“You’re tragically flawed Dad, but you’ve got a good heart”
Californication is the brainchild of Tom Kapinos, who was previously known for his work on Dawson’s Creek. This series is a far cry from the ‘Creek, following the exploits of a failing New York writer as he struggles to reclaim his lost love in the city he’s grown to hate.
Hank Moody (David Duchovny) is a guy with a different set of problems than the rest of us: he spends most of his time drunk and/or high, falling in and out of the beds of numerous women while pining away for the love of his life that got away. He’s a writer who isn’t writing anymore, and his career is beginning to feel the strain as his agent/best friend Charlie (Evan Handler) tries to drag work out of him.
Hank moved to LA after his successful novel was purchased to become a film. The Hollywood system typically turned a book called God Hates Us All into a film starring Tom Cruise and Katie Holmes called A Crazy Little Thing Called Love, and Hank’s obsession with the film and his own celebrity left his longtime girlfriend Karen (Natascha McElhone) and their 12 year old daughter Becca (Madeleine Martin) out in the cold. She eventually turned to the charms of a client whose home she was re-decorating and left Hank. Her new fiancé Bill (Damian Young) is the antithesis of Hank, dull, safe and not as commitment-phobic; Hank was with her for 12 years and never wanted to marry.
The series opens with a series of events to set the tone of what is to follow in the season: Hank dreaming of getting head from a nun, Hank getting into a fist fight with a guy on his cellphone in a movie theater, Hank bedding a young groupie he spots in a bookstore reading his book.
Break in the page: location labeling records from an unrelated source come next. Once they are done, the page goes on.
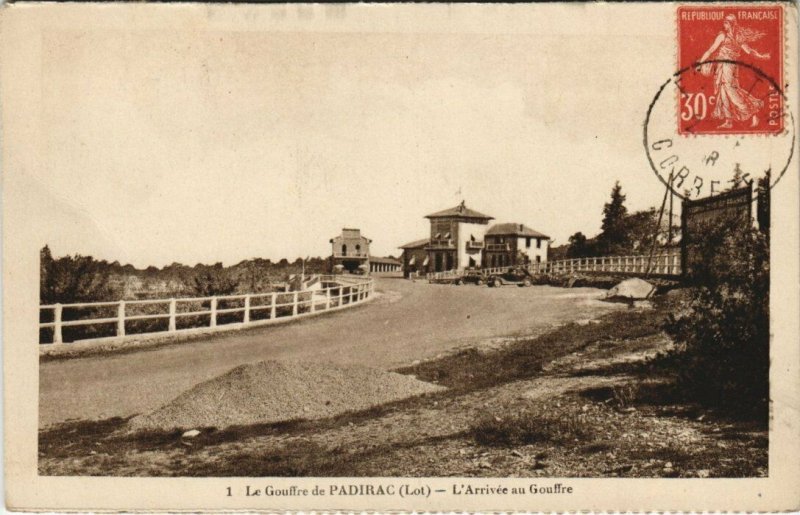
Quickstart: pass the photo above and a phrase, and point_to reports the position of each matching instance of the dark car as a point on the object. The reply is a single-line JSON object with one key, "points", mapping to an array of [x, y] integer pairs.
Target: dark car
{"points": [[473, 276], [518, 276]]}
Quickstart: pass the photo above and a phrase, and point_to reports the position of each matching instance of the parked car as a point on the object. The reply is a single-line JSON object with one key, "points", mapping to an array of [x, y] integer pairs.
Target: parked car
{"points": [[474, 276], [446, 279], [518, 276]]}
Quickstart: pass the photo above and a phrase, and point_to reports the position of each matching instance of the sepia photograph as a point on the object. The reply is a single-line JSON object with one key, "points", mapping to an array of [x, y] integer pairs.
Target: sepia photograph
{"points": [[445, 243]]}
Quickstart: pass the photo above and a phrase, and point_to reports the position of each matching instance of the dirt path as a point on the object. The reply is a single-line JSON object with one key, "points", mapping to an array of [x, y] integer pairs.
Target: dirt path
{"points": [[410, 321]]}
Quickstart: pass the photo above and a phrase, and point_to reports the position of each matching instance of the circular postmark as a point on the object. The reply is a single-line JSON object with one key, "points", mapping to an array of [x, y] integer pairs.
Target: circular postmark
{"points": [[699, 143]]}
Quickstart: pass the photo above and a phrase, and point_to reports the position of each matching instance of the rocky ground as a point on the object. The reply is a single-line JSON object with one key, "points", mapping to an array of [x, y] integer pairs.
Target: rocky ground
{"points": [[575, 402]]}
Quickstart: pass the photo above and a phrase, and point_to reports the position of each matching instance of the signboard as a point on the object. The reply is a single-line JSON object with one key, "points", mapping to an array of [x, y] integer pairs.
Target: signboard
{"points": [[698, 216]]}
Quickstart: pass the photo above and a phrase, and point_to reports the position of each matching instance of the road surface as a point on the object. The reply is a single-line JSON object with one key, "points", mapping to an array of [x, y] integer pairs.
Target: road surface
{"points": [[408, 321]]}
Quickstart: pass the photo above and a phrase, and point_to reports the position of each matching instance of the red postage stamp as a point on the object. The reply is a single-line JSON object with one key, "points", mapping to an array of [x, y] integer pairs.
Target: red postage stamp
{"points": [[731, 62]]}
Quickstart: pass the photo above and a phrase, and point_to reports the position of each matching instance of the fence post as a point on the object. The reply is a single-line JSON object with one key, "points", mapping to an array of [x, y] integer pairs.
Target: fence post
{"points": [[172, 311], [121, 318], [57, 324]]}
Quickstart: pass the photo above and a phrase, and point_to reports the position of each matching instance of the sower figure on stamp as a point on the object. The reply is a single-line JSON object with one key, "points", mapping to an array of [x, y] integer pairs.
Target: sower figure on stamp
{"points": [[733, 101]]}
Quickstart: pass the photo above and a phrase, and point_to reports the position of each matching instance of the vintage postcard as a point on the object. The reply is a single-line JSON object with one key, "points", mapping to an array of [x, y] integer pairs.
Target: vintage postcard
{"points": [[401, 257]]}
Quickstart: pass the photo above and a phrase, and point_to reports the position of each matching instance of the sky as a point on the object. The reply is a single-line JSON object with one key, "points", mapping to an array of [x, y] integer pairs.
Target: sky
{"points": [[224, 142]]}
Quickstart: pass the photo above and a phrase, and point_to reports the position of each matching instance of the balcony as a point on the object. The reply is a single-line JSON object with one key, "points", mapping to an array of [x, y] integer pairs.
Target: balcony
{"points": [[498, 247], [352, 255], [441, 244]]}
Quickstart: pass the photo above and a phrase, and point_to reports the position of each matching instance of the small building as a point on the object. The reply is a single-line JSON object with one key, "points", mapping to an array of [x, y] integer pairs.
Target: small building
{"points": [[415, 257], [379, 265], [350, 252], [510, 244], [456, 238]]}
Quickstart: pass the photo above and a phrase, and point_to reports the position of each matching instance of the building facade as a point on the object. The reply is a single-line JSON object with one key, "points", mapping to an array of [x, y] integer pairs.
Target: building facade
{"points": [[381, 265], [456, 240], [415, 257], [350, 252], [510, 244], [461, 238]]}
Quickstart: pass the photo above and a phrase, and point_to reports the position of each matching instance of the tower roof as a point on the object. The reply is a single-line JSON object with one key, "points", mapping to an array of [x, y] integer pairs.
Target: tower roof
{"points": [[460, 211]]}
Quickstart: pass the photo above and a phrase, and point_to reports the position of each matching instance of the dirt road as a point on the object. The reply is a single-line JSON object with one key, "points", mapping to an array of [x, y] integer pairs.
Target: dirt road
{"points": [[409, 321]]}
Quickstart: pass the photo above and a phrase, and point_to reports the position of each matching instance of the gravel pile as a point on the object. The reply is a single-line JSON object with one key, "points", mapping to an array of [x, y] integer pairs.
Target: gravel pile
{"points": [[272, 391]]}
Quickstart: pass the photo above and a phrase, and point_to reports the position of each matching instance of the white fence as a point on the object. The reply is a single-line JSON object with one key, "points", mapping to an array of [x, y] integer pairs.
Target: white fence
{"points": [[222, 311], [663, 264]]}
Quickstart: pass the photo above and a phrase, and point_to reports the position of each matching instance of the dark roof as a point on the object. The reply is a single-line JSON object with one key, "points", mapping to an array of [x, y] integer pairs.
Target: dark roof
{"points": [[388, 261], [461, 211], [514, 230], [415, 244]]}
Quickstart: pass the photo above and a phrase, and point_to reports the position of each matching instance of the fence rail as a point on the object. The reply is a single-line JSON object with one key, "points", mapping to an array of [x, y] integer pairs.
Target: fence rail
{"points": [[668, 264], [252, 309]]}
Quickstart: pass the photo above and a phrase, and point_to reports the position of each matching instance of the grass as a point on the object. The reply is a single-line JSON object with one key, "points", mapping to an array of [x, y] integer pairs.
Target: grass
{"points": [[529, 427], [471, 369]]}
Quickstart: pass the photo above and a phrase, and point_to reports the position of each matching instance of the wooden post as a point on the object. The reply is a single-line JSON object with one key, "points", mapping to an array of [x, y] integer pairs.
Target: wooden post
{"points": [[172, 311], [57, 338], [121, 318]]}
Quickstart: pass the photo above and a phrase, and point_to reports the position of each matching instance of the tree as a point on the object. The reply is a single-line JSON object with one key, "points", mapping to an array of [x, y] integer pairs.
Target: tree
{"points": [[722, 337], [213, 280], [578, 246], [613, 236], [73, 279]]}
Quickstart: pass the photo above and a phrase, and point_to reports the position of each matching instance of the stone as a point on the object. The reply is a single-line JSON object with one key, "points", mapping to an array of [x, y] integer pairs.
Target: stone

All of these sequences paint the picture of the man quite well; reckless, foolhardy and self-destructive. This sort of nihilistic behavior is tempered by the interactions with Karen and Becca, he is a doting father who would do anything for his precocious child, and he’s very much still in love with his ex.
The first few episodes of the season set up several major plot points as the bookstore groupie from the first episode is revealed to be Bill’s underage teen daughter Mia (Madeline Zima), the next job Charlie finds for Hank is writing a blog for Hell-A Magazine, which is owned by his rival Bill, and Charlie himself ends up in a quandary when his secretary makes untoward advances that he’s too stupid to rebuff. Charlie’s marriage to his wife Marcy (Pamela Adlon) is threatened over the course of the season, but with very comedic results. Becca tries her hand at becoming a rock star, Mia makes Hank’s life difficult in a variety of ways and virtually every woman who wanders into the show may end up sleeping with Hank.
The show’s writing is amazingly sharp and fun to watch, though the viewer may tire of the ease with which Hank manages to bed any woman he happens upon, but hey, the show would be a lot more boring if that weren’t the case.
Californication arrives on a two disc set that includes all 12 episodes of season one, as well as cast bios, a still gallery and web enabled content that provides access to the first two episodes of Dexter and The Tudors, a preview of the show’s soundtrack, and a chance to enter a contest to win a trip to Los Cabo, Mexico.
I personally love this show, it’s not going to be for anyone who’s easily offended, but for fans of clever writing and edgy material this is well worth a look.
Damian Lewis is not in Californication
Aw crap, you’re right, I mixed the actor’s first name with his character’s last name.